Possible Causes of Non-Alcoholic Fatty Liver Disease

At present, experts are still unsure as to NAFLD’s exact cause. It is believed that there is a link between insulin resistance and disease. Insulin is classified as a type of hormone. When the tissues and muscles need sugar (glucose) to be used as fuel (energy), insulin aids in the cellular unlocking to allow glucose to be used as a source of energy. Insulin has also been observed to aid in the storage of excess glucose in the liver.

Once insulin resistance is developed in the body, it signifies that the cells in the body no longer give the response it should to insulin. As a result, the liver stores too much fat which can result in scarring of the liver and inflammation.

What are some of the Risk Factors for NAFLD?

Around twenty percent (20%) of the population in the United States (US). Resistance to Insulin seems to be the risk factor that is strongest although people can still get NAFLD without being resistant to insulin. People who are at risk for developing resistance to insulin are those individuals with sedentary lifestyles and those how are overweight or obese.
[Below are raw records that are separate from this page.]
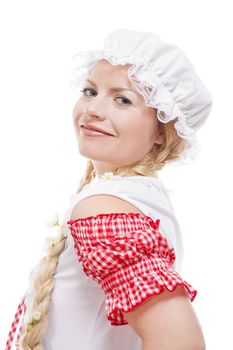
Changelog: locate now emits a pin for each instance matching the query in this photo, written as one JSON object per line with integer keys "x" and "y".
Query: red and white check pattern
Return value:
{"x": 129, "y": 258}
{"x": 20, "y": 313}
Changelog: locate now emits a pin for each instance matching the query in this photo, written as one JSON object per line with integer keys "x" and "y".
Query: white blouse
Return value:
{"x": 77, "y": 316}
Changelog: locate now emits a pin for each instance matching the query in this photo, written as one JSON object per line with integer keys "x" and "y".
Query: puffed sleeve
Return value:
{"x": 128, "y": 257}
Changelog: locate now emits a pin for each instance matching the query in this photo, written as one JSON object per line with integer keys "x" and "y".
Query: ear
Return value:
{"x": 159, "y": 138}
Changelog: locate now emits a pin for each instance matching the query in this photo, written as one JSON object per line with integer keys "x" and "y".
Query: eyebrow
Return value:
{"x": 115, "y": 89}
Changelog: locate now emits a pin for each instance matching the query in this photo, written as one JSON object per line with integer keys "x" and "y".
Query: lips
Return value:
{"x": 94, "y": 128}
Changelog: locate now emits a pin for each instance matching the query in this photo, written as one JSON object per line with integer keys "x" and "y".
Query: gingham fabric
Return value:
{"x": 21, "y": 310}
{"x": 129, "y": 258}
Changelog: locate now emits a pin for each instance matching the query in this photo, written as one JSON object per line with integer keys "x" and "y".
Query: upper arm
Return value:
{"x": 102, "y": 204}
{"x": 167, "y": 321}
{"x": 161, "y": 319}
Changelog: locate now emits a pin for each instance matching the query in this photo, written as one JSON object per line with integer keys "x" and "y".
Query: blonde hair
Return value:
{"x": 169, "y": 151}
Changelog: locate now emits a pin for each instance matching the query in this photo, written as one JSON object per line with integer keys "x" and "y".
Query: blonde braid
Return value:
{"x": 42, "y": 287}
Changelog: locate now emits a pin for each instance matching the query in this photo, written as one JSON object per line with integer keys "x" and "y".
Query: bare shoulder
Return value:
{"x": 102, "y": 204}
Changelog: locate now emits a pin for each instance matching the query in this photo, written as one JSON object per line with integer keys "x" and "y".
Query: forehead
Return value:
{"x": 104, "y": 71}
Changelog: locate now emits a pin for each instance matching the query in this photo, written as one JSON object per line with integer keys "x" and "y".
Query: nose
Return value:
{"x": 95, "y": 108}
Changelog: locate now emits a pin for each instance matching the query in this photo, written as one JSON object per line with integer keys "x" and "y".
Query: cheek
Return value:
{"x": 76, "y": 112}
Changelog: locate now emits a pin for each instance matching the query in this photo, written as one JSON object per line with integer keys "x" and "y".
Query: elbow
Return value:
{"x": 181, "y": 344}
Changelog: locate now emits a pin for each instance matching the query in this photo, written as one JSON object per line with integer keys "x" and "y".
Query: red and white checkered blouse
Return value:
{"x": 129, "y": 257}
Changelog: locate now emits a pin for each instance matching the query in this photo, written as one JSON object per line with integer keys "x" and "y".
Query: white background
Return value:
{"x": 40, "y": 164}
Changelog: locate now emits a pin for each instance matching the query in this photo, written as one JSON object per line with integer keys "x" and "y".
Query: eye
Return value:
{"x": 85, "y": 90}
{"x": 125, "y": 100}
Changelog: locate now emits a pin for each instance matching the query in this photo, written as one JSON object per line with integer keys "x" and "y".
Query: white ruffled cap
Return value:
{"x": 161, "y": 73}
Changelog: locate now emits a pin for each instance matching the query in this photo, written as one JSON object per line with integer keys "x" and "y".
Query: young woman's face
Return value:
{"x": 121, "y": 113}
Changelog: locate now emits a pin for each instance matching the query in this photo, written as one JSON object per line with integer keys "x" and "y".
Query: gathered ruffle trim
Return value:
{"x": 129, "y": 287}
{"x": 155, "y": 95}
{"x": 105, "y": 218}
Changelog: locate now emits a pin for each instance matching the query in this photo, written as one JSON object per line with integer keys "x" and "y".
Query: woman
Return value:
{"x": 119, "y": 251}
Some other risk factors for the aforementioned health condition are pregnancy, cancer medications, corticosteroids, triglyceride levels that are high, cholesterol levels that are high, and type 2 diabetes.

Sudden weight loss and eating habits that are poor can also increase NAFLD risk in some individuals.

Diagnosing NAFLD

As stated earlier, NAFLD will usually have no symptoms that are physically present. As such, the diagnosis will commonly begin with a blood test that can check for liver enzymes that may be higher than usual. However, these liver enzymes may also indicate other possible conditions and it will be up to the healthcare partner to rule out or identify if the condition is indeed NAFLD.
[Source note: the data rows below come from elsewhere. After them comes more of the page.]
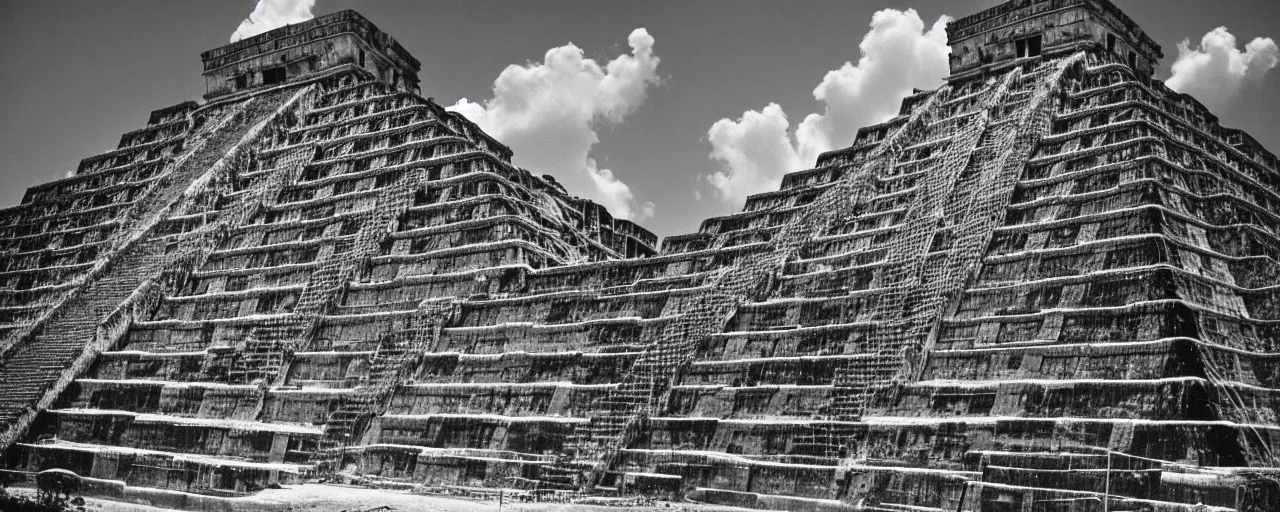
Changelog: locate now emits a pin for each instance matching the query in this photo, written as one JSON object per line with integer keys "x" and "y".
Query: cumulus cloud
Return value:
{"x": 899, "y": 53}
{"x": 548, "y": 113}
{"x": 1217, "y": 71}
{"x": 270, "y": 14}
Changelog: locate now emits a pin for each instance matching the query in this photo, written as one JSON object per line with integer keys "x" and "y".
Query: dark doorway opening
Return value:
{"x": 273, "y": 76}
{"x": 1029, "y": 46}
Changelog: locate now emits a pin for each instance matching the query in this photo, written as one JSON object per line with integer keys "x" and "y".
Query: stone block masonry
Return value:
{"x": 1046, "y": 286}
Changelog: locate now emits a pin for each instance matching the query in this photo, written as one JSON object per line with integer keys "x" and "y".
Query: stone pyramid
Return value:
{"x": 1050, "y": 284}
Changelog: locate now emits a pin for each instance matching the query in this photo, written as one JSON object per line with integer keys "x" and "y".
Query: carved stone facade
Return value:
{"x": 1048, "y": 284}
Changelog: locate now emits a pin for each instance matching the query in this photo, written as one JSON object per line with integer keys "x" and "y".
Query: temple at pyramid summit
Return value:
{"x": 1050, "y": 284}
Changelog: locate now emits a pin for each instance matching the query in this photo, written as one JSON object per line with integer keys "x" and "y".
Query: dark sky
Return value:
{"x": 77, "y": 74}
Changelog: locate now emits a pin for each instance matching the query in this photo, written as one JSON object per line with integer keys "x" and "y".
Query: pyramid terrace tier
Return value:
{"x": 1051, "y": 282}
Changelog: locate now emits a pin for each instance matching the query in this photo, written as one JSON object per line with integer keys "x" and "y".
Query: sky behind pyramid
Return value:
{"x": 77, "y": 74}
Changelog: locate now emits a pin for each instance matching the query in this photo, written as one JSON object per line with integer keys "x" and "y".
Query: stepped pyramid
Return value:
{"x": 1050, "y": 284}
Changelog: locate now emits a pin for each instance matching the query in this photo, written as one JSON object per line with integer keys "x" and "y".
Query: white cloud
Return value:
{"x": 1216, "y": 71}
{"x": 270, "y": 14}
{"x": 897, "y": 54}
{"x": 548, "y": 113}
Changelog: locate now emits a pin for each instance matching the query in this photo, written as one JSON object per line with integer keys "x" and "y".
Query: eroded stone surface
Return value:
{"x": 1048, "y": 283}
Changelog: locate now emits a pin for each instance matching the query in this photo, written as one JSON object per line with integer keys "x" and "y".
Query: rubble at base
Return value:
{"x": 1048, "y": 284}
The liver can also be subjected to ultrasound to help reveal any liver fats that are present in large quantities or levels. One other form of ultrasound known as transient elastography looks at the stiffness of the liver. Stiffness that is greater means that there is also an increased level of scarring. If all of these aforecited tests are still inconclusive, then doctors may request a biopsy of the liver where an actual sample of the liver to check for any scarring or inflammation from the sample taken.
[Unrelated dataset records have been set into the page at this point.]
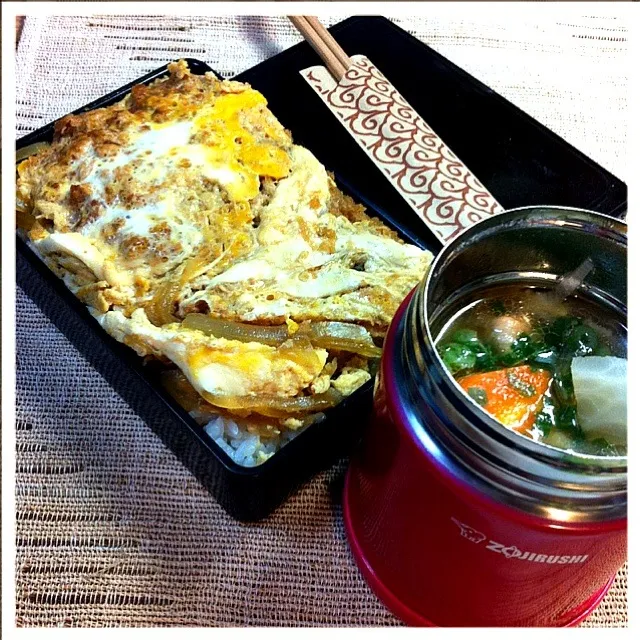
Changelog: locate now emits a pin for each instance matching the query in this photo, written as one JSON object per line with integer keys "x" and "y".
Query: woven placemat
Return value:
{"x": 111, "y": 529}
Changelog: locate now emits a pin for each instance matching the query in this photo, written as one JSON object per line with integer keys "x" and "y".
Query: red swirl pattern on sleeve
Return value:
{"x": 428, "y": 175}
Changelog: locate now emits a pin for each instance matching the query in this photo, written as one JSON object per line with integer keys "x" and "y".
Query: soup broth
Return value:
{"x": 552, "y": 370}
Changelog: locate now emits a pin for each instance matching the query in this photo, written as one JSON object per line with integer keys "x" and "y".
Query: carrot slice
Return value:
{"x": 513, "y": 396}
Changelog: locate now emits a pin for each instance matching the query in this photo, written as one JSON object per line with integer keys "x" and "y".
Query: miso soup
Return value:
{"x": 552, "y": 370}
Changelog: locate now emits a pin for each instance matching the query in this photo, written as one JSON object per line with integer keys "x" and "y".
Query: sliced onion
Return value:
{"x": 24, "y": 220}
{"x": 30, "y": 150}
{"x": 339, "y": 336}
{"x": 180, "y": 389}
{"x": 272, "y": 336}
{"x": 276, "y": 406}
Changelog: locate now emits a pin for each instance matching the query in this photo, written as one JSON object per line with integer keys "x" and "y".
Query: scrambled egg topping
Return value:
{"x": 190, "y": 197}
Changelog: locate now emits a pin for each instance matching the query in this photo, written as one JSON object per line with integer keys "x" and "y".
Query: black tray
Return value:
{"x": 520, "y": 161}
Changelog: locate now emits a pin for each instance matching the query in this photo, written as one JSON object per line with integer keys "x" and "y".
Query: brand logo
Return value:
{"x": 511, "y": 551}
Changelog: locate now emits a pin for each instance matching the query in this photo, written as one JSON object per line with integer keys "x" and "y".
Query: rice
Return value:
{"x": 233, "y": 437}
Possible Complications of NAFLD

The primary risk of NAFLD is the occurrence of cirrhosis which can adversely affect functions of the liver. These include regulation of blood clots, production of immune factors, removal from the blood of bacteria, production of cholesterol, release, and storage of sugar (glucose), ammonia conversion, iron storage, hemoglobin processing, fluid level balancing, toxins, and medication metabolization, and bile production to help in fat break down.